本記事では、ペットショップを開業したいと考えている方に向けて、基本情報から資格・手続き、費用、仕入れ方法、成功のポイントなどを分かりやすく解説します。
ペットショップの開業に関する基本情報
ペットショップの開業を検討する際は、業種特有の法律や市場の動向をしっかり理解しておくことが重要です。ペットを取り扱う以上、動物愛護や飼育環境に関するルールを守る必要があり、加えて業界全体の市場規模や今後の需要予測も事業計画に大きく影響します。
ここでは、ペットショップを開業する上で押さえておきたい基本情報を確認していきましょう。
遵守すべき法律
ペットショップを開業するにあたっては、「動物の愛護及び管理に関する法律(動物愛護法)」の遵守が欠かせません。特に動物の取り扱いや飼育環境については詳細な基準が定められており、開業前の準備段階から法律に則した体制を整えておく必要があります。
たとえば、動物のストレス軽減や健康維持を目的とした広さや清潔さ、温度管理といった飼育スペースの確保などが挙げられます。違反すると業務停止命令や登録取消などの行政処分を受けることもあるため、法令遵守を徹底した運営体制が求められます。
市場規模
日本国内におけるペット市場は、安定した成長を続けている分野の一つです。
2023年度のペット関連総市場規模は、小売金額(末端金額)ベースで、前年度比104.5%の1兆8,629億円となっており、ニーズが高く成長性のあるビジネスであることがわかります。
特に市場規模が大きく推移したのは2020年で、前年2019年と比較して107.2%も購入金額を伸ばしました。これはコロナ禍による在宅勤務の増加が大きく影響しているとされています。
特に犬・猫を中心としたコンパニオンアニマルの需要は堅調であり、フードや医療、保険、アフターサービスといった周辺ビジネスも拡大中です。高齢化社会や単身世帯の増加により、癒しやパートナーとしての役割を期待されるケースも増えており、ペットショップに対するニーズは今後も持続すると見られています。

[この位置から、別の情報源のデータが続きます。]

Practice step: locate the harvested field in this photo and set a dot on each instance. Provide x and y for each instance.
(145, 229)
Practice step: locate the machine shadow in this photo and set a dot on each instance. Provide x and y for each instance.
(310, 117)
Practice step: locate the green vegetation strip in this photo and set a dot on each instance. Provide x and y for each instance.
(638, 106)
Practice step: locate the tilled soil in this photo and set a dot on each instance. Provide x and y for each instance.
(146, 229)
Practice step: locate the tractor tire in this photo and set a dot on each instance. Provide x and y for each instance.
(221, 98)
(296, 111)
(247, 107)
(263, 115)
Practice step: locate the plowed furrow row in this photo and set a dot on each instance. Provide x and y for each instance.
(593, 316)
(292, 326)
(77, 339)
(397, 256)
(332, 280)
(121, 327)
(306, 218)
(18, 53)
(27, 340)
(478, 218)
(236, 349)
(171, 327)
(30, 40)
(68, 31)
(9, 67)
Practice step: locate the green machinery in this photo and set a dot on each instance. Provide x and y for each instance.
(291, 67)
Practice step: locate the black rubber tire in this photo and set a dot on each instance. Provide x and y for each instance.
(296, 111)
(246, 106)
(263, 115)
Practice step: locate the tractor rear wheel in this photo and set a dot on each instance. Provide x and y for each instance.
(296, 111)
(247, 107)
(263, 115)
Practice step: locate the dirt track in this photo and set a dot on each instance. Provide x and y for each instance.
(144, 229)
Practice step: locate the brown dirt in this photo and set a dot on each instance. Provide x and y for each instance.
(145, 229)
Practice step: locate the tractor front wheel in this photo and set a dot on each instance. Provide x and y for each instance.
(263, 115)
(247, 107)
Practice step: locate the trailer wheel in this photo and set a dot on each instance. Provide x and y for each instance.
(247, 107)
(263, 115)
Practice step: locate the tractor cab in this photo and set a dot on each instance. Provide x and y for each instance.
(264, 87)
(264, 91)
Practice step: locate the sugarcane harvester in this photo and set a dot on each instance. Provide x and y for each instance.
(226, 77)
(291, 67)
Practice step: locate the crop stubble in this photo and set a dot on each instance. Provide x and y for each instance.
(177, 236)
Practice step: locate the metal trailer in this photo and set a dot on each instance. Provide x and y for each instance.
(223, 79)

参考:ペットビジネスに関する調査を実施(2024年)
近年のトレンド
近年、ペットショップ業界ではさまざまなトレンドが生まれています。
たとえば、保護犬・保護猫の譲渡を組み込んだ店舗や、ペットホテル・トリミングを併設した複合型ショップ、小規模ながらも専門性に富んだ店舗など、多機能化・サービス型へと進化しています。
また、顧客のペットライフをサポートするペット用品専門店や、グルーミング特化型店舗といったコンセプト重視の運営スタイルも増加中です。さらに、フォトブースの設置や撮影サービスを取り入れるなど、体験型の店舗づくりも注目されています。
ペットショップ開業に必要な資格・手続き
ペットショップ開業に必要な資格や手続きとして、以下の2種類が挙げられます。
・第一種動物取扱業の取得
・動物取扱責任者の選任
ここでは、それぞれの手続き内容と取得要件について具体的に解説します。
第一種動物取扱業の取得
ペットの販売や保管、貸出しなどを行うには、「第一種動物取扱業」の登録が必須です。これは動物愛護法に基づいた制度で、都道府県や政令指定都市などの自治体に申請して取得します。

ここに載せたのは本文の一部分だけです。